Thursday Salute to Originals: Recycled Renaissance Costumes
The meaning of life is to find your gift. The purpose of life is to give it away. These words were spoken by William Shakespeare, and now artist Suzanne Jongmans embraces this ideology on a daily basis. She is a gifted artist that finds normal in an abnormal aesthetic!
Jongmans is an interdisciplinary artist that uses her skills to create garments from recycled materials such as styrofoam, plastic, and bubble wrap. The costumes are evocative of designs from the 15th, 16th, and 17th centuries. Jongmans’ inspiration is from the garments that her grandmother and mother assembled in the past. Her influences include the works of Rembrandt and Rogier van der Weyden.

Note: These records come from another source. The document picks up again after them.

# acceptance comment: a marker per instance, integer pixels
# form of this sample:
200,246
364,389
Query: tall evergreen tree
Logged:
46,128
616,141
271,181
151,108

Jongmans accidentally manufactured this collection when she ran out of a fabric that she was using on a model’s costume. Working as a costume designer and incorporating her skills as a sculptor, Jongmans incorporated packing materials and molded the shape that she wanted for the photograph. As a photographer, Jongmans modifies the photograph into a flat surface. The artist believes that she “forms complex relationships between materials and tradition adding value to simple packaging whilst inviting viewers to touch her interpretation of old masters.” Her work is a substantial part of history that represents redemption in the future.
This Thursday, we salute Suzanne Jongmans and her sophisticated costumes. Her work is an affirmation about reproducing a new object from a vintage creation. This artist has the ability to bend what most people see as normal and ordinary into something that has a modern twist!